Closed Choiuijin1125 closed 3 years ago

Choiuijin1125 commented 3 years ago

Thank you for building a great open source project.

I'm trying to train Tarcotron using Korean datasets.

While training I just noticed that depending on max_duration, frame padding length will be changed, below images show val_target Mel spectrogram where max_duration is over 3.5sec and below 3.5sec.

image

and I think it makes valid_prediction unstable. like the below images, Tacotron generates some noise at the end of a frame.

image

Is there any way to tune this problem? or is it normal behavior for Tacotron?

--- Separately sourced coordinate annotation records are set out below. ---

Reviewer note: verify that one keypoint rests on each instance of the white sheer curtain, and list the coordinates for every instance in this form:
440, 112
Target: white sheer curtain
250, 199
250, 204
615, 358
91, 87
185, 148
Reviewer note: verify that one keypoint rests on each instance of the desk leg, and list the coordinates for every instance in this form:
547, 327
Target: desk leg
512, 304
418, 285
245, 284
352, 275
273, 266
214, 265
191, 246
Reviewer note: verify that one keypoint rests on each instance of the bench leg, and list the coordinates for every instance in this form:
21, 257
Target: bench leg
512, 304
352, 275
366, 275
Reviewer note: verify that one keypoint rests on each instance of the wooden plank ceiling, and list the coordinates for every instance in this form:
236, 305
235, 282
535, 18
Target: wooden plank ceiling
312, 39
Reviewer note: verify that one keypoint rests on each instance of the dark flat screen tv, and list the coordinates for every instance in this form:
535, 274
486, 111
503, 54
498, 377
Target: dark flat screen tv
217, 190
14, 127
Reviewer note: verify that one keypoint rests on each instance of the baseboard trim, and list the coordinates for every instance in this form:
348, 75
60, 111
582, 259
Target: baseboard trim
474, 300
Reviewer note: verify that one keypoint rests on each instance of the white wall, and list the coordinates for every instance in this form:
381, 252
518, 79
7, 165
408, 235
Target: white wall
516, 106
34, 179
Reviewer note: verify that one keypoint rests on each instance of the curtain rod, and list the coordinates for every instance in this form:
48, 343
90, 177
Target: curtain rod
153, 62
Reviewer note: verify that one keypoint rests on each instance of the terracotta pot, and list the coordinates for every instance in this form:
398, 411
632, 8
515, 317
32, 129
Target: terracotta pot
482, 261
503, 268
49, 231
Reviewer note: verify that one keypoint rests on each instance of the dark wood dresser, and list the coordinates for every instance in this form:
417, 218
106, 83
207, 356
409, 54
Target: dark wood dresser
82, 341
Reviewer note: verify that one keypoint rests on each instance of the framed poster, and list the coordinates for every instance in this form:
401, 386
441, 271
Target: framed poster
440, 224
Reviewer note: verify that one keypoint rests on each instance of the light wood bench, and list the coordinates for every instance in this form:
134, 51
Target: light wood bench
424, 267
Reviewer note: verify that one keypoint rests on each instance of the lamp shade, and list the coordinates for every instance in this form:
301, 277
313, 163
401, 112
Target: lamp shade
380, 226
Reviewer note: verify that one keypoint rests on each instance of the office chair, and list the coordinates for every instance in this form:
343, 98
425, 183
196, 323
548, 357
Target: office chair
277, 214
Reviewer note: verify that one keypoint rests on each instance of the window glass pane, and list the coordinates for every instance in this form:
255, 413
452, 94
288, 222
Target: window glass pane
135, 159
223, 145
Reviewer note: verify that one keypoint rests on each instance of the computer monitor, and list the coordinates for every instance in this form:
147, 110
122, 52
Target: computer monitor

Choiuijin1125 commented 3 years ago

I also suspect this issue because of my datasets. I'm not using script data but lecture data(lecture audio --> Quartnet --> split audio by punctuation --> remove noise audios --> tts) Even though I'm using a bit low-quality datasets. it works very well except the end of a frame. the model can't coverage the end of the sentence and synthesize noise.

Choiuijin1125 commented 3 years ago

I just found that in training every sample is padded to the length of the largest mel. https://github.com/NVIDIA/tacotron2/issues/356.

Then how can I tune to fix the end of the frame like the below image? image

p0p4k commented 2 years ago

@Choiuijin1125 I have a korean dataset too, can you guide me how to train from scratch? Thanks!